Gift from Anne Morrow Lindbergh

Because I recently read The Aviator’s Wife by Melanie Benjamin for the Literary Wives series, I wanted to learn more about the protagonist, Anne Morrow Lindbergh, wife of famous aviator Charles Lindbergh.  I was impressed that she was a writer and that she had published, in her own right, some great books.  The most popular, well-known, and well-loved of those books is Gift from the Sea (1955).  It is a short but poignant book of her musings at the beach alone, and how the shells she collects reflect and embody a woman’s life and its stages.  Today, rather than write and write and write about all of these ideas and my thoughts on them, I will just share them with you.  I hope you find a connection to them as I did.

Gift from the sea cover

 

“I think best with a pencil in my hand” (p. 9).

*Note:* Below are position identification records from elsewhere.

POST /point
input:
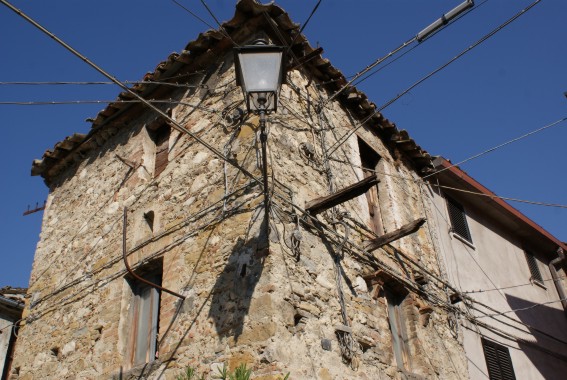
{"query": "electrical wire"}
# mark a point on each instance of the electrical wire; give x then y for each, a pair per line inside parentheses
(55, 83)
(192, 14)
(499, 146)
(500, 197)
(423, 79)
(68, 102)
(163, 114)
(523, 309)
(477, 6)
(218, 23)
(304, 24)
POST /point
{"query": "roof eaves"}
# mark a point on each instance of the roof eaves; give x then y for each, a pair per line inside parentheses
(197, 55)
(449, 168)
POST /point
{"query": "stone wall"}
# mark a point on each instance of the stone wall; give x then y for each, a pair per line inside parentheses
(280, 302)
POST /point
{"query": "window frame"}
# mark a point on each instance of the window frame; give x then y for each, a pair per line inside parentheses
(398, 329)
(458, 219)
(160, 135)
(145, 303)
(498, 360)
(369, 160)
(533, 266)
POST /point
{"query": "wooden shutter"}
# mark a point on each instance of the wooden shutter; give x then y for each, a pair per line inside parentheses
(458, 219)
(498, 361)
(534, 268)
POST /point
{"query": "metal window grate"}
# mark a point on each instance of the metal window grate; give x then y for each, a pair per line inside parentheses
(534, 268)
(498, 361)
(458, 219)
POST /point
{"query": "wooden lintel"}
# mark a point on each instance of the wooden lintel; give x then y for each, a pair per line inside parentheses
(410, 228)
(318, 205)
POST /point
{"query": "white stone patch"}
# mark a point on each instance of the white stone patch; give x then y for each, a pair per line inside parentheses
(321, 280)
(201, 124)
(199, 182)
(112, 208)
(360, 285)
(69, 348)
(200, 157)
(189, 202)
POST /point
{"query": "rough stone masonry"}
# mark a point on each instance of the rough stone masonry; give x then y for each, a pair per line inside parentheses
(298, 296)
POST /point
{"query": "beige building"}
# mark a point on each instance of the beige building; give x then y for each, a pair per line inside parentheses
(508, 275)
(341, 287)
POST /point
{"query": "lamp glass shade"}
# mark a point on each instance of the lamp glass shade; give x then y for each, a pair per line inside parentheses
(259, 72)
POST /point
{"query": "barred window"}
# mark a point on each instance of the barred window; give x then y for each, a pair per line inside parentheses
(458, 219)
(396, 317)
(498, 361)
(534, 268)
(144, 315)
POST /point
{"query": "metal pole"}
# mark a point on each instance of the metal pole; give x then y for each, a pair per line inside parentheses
(264, 142)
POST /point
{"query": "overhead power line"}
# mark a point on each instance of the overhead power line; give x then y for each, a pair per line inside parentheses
(439, 24)
(192, 14)
(66, 102)
(174, 123)
(378, 69)
(504, 198)
(218, 22)
(81, 83)
(506, 287)
(523, 309)
(345, 137)
(500, 146)
(305, 24)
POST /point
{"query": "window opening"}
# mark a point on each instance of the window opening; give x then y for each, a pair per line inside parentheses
(144, 315)
(458, 219)
(369, 162)
(160, 137)
(149, 217)
(498, 361)
(396, 317)
(534, 267)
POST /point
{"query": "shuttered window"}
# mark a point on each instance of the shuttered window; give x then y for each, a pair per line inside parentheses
(160, 137)
(534, 268)
(400, 340)
(498, 361)
(369, 160)
(144, 316)
(458, 219)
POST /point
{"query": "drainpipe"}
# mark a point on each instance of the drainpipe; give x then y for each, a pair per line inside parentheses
(556, 280)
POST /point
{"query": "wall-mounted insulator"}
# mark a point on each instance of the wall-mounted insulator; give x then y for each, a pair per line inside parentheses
(444, 20)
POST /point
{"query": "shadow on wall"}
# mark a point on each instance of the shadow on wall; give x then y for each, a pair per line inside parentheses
(542, 318)
(234, 286)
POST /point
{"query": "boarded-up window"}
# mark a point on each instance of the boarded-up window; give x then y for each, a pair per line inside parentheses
(458, 219)
(534, 267)
(396, 319)
(160, 137)
(369, 161)
(498, 361)
(144, 316)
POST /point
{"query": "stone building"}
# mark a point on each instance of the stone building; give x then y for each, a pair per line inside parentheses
(11, 307)
(327, 293)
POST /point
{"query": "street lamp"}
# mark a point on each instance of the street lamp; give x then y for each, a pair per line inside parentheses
(260, 72)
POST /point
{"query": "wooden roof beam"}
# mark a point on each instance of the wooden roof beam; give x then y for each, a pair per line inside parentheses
(318, 205)
(380, 241)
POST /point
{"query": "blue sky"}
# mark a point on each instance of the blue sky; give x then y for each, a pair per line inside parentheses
(509, 85)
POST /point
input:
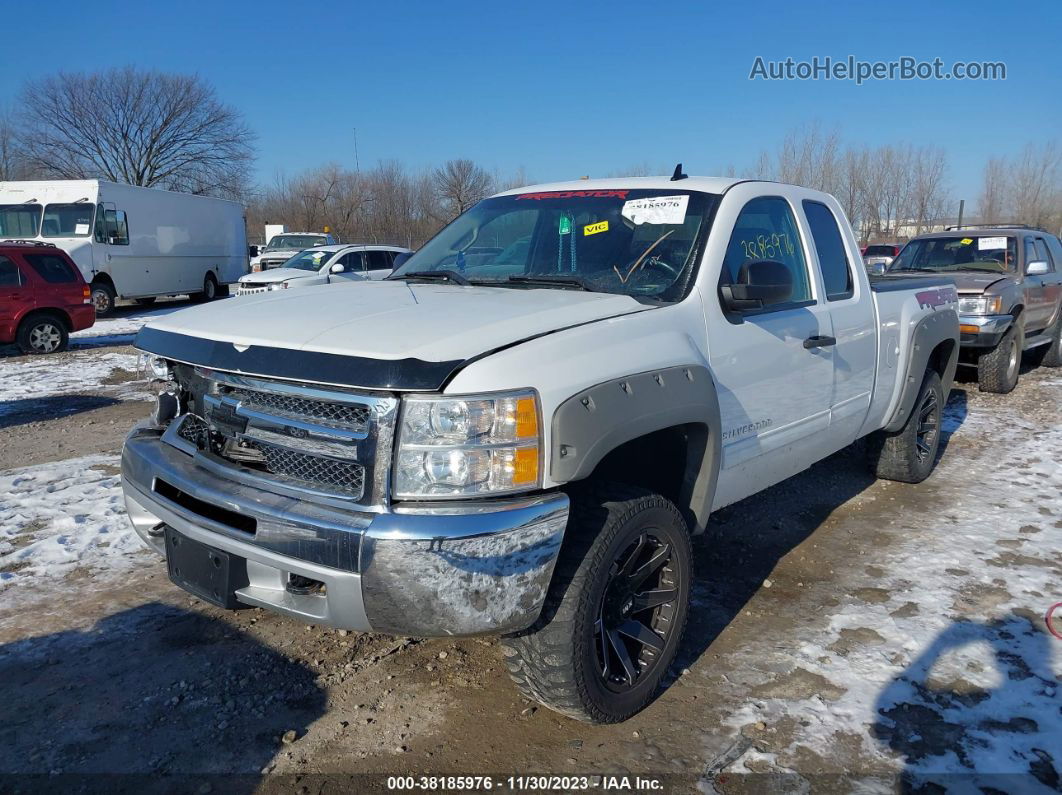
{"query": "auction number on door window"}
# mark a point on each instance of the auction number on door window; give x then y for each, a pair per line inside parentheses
(768, 246)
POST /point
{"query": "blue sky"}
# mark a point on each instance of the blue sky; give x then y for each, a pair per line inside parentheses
(564, 88)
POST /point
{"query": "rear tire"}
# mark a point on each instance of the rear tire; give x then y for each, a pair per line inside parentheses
(909, 454)
(209, 290)
(43, 333)
(103, 298)
(615, 611)
(1052, 351)
(998, 369)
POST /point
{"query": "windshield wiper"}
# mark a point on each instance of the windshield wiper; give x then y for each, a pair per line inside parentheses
(444, 275)
(551, 279)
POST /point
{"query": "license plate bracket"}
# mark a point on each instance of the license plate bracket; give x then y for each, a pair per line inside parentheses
(206, 572)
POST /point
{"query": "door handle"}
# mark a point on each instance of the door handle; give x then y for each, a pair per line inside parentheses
(819, 342)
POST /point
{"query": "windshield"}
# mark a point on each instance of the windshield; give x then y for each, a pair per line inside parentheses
(994, 254)
(19, 220)
(879, 251)
(633, 242)
(67, 220)
(308, 260)
(295, 241)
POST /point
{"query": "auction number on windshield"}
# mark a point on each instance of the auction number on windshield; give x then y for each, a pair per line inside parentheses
(768, 246)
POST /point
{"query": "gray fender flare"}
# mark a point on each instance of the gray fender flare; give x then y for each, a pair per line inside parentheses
(929, 332)
(595, 421)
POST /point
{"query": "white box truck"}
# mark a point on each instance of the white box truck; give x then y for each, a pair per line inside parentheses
(132, 242)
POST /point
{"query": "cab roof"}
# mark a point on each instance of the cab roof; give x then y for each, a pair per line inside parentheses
(704, 184)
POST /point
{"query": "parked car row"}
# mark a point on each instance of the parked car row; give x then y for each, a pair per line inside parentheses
(326, 264)
(43, 297)
(519, 429)
(131, 242)
(1009, 280)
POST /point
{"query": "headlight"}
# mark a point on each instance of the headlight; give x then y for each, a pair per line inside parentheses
(985, 305)
(157, 366)
(467, 446)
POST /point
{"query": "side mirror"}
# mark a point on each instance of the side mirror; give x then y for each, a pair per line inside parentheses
(760, 283)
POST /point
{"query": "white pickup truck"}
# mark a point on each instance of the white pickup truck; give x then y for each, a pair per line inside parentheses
(520, 429)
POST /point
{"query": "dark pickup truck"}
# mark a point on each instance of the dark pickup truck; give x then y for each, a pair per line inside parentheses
(1010, 295)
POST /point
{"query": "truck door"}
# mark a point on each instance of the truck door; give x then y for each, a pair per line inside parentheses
(1041, 290)
(773, 366)
(354, 268)
(852, 314)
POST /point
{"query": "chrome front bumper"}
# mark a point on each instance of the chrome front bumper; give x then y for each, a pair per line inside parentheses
(432, 570)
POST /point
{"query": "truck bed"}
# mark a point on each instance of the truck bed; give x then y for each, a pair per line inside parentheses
(902, 301)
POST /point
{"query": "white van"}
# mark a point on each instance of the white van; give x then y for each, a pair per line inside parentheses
(132, 242)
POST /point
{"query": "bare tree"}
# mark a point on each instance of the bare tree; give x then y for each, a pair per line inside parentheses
(13, 165)
(140, 127)
(460, 184)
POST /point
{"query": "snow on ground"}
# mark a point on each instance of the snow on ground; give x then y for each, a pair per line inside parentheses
(60, 519)
(944, 666)
(37, 377)
(121, 329)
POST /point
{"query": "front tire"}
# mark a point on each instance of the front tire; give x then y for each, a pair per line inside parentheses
(103, 298)
(43, 334)
(615, 611)
(997, 370)
(910, 454)
(209, 290)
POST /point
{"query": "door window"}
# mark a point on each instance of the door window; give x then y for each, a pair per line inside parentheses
(766, 229)
(829, 245)
(1043, 254)
(353, 262)
(9, 273)
(51, 268)
(379, 261)
(112, 226)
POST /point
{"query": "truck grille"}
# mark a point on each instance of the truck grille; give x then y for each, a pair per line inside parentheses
(345, 415)
(345, 476)
(329, 442)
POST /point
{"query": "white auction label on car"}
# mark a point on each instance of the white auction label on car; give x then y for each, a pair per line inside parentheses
(656, 209)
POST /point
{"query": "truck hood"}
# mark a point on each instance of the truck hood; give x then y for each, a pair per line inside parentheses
(390, 320)
(276, 274)
(966, 281)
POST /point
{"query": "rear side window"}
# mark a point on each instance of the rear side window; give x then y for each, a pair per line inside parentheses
(51, 269)
(9, 273)
(1043, 254)
(766, 229)
(379, 261)
(833, 260)
(353, 262)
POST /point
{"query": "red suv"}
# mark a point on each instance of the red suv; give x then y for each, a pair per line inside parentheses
(43, 297)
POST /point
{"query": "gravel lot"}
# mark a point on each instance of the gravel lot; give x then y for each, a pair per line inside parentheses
(845, 629)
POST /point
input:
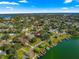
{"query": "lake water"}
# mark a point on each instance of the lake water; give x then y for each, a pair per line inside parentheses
(68, 49)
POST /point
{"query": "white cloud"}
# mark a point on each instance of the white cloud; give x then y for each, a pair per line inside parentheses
(23, 1)
(10, 8)
(68, 1)
(8, 3)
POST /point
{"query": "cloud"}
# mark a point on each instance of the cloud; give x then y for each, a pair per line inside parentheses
(23, 1)
(68, 1)
(8, 3)
(10, 8)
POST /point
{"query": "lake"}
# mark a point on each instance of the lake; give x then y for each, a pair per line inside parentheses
(68, 49)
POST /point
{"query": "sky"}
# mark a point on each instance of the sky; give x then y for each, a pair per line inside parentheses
(39, 6)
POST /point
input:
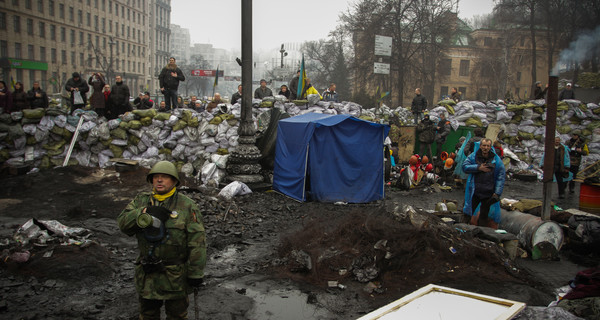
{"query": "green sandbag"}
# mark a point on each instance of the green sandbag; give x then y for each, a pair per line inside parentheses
(179, 125)
(54, 145)
(474, 121)
(133, 140)
(447, 102)
(15, 131)
(34, 113)
(266, 104)
(116, 150)
(216, 120)
(526, 135)
(162, 116)
(106, 143)
(145, 113)
(119, 133)
(164, 151)
(135, 124)
(524, 205)
(563, 129)
(146, 121)
(124, 125)
(193, 122)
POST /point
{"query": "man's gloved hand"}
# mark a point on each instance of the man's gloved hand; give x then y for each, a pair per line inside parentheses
(495, 198)
(195, 283)
(161, 213)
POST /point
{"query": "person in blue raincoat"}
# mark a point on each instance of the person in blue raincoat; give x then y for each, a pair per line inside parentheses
(485, 182)
(562, 164)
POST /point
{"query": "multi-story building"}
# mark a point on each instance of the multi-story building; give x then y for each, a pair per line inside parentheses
(160, 21)
(48, 40)
(180, 44)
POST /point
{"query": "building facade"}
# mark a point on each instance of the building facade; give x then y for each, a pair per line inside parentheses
(48, 40)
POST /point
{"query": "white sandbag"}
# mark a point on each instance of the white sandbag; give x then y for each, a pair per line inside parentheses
(212, 130)
(30, 129)
(207, 172)
(113, 124)
(236, 188)
(119, 142)
(187, 169)
(172, 120)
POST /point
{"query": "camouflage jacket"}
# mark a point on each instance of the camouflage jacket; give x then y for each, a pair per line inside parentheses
(183, 252)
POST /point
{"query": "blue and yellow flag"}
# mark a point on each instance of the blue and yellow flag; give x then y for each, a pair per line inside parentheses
(301, 80)
(216, 78)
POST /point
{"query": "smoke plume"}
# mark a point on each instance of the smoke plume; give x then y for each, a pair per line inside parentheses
(580, 50)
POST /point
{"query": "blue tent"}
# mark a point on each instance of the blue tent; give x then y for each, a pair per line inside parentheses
(335, 157)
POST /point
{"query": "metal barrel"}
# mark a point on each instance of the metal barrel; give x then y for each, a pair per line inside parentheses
(531, 230)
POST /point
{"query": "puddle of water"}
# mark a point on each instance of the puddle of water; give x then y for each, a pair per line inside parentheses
(280, 304)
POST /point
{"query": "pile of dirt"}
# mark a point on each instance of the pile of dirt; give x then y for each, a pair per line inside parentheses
(388, 254)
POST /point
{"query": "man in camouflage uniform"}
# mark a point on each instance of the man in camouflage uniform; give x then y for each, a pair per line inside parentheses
(172, 243)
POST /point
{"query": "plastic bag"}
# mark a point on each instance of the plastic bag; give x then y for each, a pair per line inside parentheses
(77, 99)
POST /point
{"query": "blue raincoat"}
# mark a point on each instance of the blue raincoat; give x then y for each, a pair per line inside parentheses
(567, 164)
(470, 167)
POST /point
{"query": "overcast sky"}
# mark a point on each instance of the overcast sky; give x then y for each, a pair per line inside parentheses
(274, 21)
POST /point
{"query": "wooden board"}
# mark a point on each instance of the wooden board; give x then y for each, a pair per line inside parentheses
(492, 131)
(437, 302)
(406, 143)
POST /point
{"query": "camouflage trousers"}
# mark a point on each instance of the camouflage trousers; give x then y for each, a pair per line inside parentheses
(175, 309)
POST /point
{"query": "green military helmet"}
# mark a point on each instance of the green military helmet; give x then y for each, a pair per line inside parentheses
(165, 167)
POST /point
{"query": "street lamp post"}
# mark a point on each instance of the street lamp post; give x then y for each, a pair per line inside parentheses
(283, 54)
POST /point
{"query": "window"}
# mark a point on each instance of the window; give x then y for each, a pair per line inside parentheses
(2, 20)
(464, 68)
(43, 54)
(443, 91)
(446, 67)
(3, 48)
(30, 27)
(42, 30)
(30, 52)
(17, 24)
(18, 52)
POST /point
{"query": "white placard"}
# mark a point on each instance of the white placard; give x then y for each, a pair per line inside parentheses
(381, 68)
(383, 46)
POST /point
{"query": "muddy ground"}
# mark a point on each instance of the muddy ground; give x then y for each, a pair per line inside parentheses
(269, 257)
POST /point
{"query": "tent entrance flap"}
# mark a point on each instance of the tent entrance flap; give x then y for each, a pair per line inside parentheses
(341, 156)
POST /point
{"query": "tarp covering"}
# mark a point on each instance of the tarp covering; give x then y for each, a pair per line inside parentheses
(335, 157)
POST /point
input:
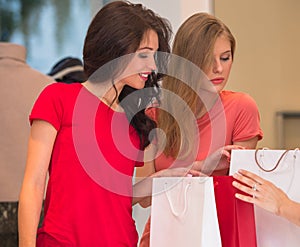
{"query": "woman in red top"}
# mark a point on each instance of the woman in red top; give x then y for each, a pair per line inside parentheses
(90, 136)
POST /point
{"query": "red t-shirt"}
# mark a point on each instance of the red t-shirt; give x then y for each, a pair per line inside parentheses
(89, 193)
(235, 117)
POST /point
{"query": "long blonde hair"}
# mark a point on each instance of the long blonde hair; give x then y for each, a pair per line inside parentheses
(194, 42)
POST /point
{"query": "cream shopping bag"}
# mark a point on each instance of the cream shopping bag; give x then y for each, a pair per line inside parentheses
(183, 213)
(282, 167)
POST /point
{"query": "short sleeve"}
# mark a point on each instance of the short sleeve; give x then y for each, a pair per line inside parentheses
(247, 123)
(48, 106)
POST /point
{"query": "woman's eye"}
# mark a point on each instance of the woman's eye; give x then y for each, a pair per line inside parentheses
(143, 55)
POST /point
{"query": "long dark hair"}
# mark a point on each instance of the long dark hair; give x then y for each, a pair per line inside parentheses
(117, 30)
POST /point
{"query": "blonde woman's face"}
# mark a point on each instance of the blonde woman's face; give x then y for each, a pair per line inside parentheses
(219, 70)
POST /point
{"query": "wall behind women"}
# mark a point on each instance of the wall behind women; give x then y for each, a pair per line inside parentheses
(267, 58)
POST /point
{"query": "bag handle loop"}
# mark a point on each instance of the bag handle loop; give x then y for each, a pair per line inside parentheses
(178, 214)
(276, 165)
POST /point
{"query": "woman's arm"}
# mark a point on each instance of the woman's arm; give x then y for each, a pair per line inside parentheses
(248, 144)
(41, 140)
(266, 195)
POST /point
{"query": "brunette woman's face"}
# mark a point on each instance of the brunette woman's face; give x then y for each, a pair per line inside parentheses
(142, 63)
(219, 70)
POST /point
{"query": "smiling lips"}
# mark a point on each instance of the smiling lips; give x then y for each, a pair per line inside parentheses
(217, 81)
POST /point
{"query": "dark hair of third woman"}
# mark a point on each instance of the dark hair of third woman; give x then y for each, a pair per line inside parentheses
(117, 30)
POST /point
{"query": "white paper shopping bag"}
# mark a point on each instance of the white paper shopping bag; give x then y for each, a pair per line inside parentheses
(281, 167)
(183, 213)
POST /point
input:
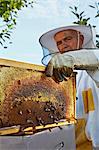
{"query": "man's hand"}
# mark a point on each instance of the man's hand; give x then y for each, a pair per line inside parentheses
(60, 66)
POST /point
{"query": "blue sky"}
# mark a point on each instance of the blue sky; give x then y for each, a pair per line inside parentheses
(33, 22)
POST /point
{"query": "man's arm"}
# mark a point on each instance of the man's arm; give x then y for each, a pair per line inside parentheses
(62, 65)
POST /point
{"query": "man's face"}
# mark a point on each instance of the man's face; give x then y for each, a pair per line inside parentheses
(68, 40)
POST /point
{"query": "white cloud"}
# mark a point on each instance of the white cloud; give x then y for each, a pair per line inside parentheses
(48, 8)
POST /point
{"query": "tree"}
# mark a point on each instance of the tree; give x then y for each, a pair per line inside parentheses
(8, 16)
(83, 20)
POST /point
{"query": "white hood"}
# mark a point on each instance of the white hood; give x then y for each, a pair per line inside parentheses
(49, 45)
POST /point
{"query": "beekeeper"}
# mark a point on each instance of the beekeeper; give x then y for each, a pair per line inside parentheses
(72, 48)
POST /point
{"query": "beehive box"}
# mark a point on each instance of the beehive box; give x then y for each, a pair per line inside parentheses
(29, 98)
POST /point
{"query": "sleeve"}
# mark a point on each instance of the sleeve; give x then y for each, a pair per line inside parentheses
(95, 74)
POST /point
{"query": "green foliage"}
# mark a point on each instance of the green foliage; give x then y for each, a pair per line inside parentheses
(81, 17)
(83, 20)
(8, 16)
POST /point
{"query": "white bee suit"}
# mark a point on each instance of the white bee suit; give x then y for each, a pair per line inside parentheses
(87, 107)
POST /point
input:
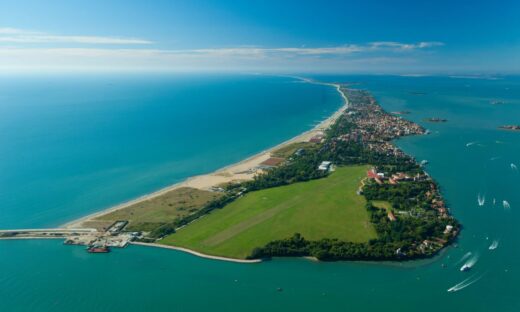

“I had the feeling . . . that my experience was very different from other people’s.  (Are we all under this illusion?)” (p. 9).

“Patience, patience, patience, is what the sea teaches.  Patience and faith.  One should lie empty, open, choiceless as a beach—waiting for a gift from the sea” (p. 17).

“I want first of all—in fact, as an end to these other desires—to be at peace with myself” (p. 23).

“For life today in America is based on the premise of ever-widening circles of contact and communication.  It involves not only family demands, but community demands, national demands, international demands on the good citizen, through social and cultural pressures, through newspapers, magazines, radio, programs, political drives, charitable appeals, and so on.  My mind reels with it.  What a circus act we women perform every day of our lives.  It puts the trapeze artist to shame” (p. 26).

“This is not the life of simplicity but the life of multiplicity that the wise men warn us of” (p. 26).

“One learns first of all in beach living the art of shedding; how little one can get alone with, not how much” (p. 30).

“One is shedding not only clothes—but vanity” (p. 31).

“I find I am shedding hypocrisy in human relationships.  What a rest that will be!  The most exhausting thing in life, I have discovered, is being insincere” (p. 32).

“To ask how little, not how much, can I get along with.  To say—is it necessary?—when I am tempted to add one more accumulation to my life, when I am pulled toward one more centrifugal activity” (p. 35).

“Now, instead of planting our solitude with our own dream blossoms, we choke the space with continuous music, chatter, and companionship to which we do not even listen.  It is simply there to fill the vacuum.  When the noise stops there is no inner music to take its place.  We must re-learn to be alone” (p. 42).

“But if one says: I cannot come because that is my hour to be alone, one is considered rude, egotistical or strange.  What a commentary on our civilization, w hen being alone is considered suspect; when one has to apologize for it, make excuses, hide the fact that one practices it—like a secret vice!” (p. 50).

“But neither woman nor man are likely to be fed by another relationship which seems easier because it is in an earlier stage” (p. 68).

“We Americans, with our terrific emphasis on youth, action, and material success, certainly tend to belittle the afternoon of life and even to pretend it never comes.  We push the clock back and try to prolong the morning, overreaching and overstraining ourselves in the unnatural effort.  We do not succeed, of course.  We cannot compete with our sons and daughters. . . . In our breathless attempts we often miss the flowering that waits for afternoon” (p. 86).

“We have so little faith in the ebb and flow of life, of love, of relationships.  We leap at the flow of the tide and resist in terror its ebb” (p. 108).

“We insist on permanency, on duration, on continuity; when the only continuity possible, in life as in love, is in growth, in fluidity” (p. 108).

“The only real security is not in owning or possessing, not in demanding or expecting, not in hoping, even” (p. 108).

“For it is not merely the trivial which clutters our lives but the important as well” (p. 115).

“The best ‘growing ground’ for women, however, may be in the widespread mushrooming of women’s discussion groups of all types and sizes.  Women are talking to each other, not simply in private in the kitchen, in the nursery, or over the back fence, as they have done through the ages, but in public groups.  They are airing their problems, discovering themselves, and comparing their experiences” (p. 137).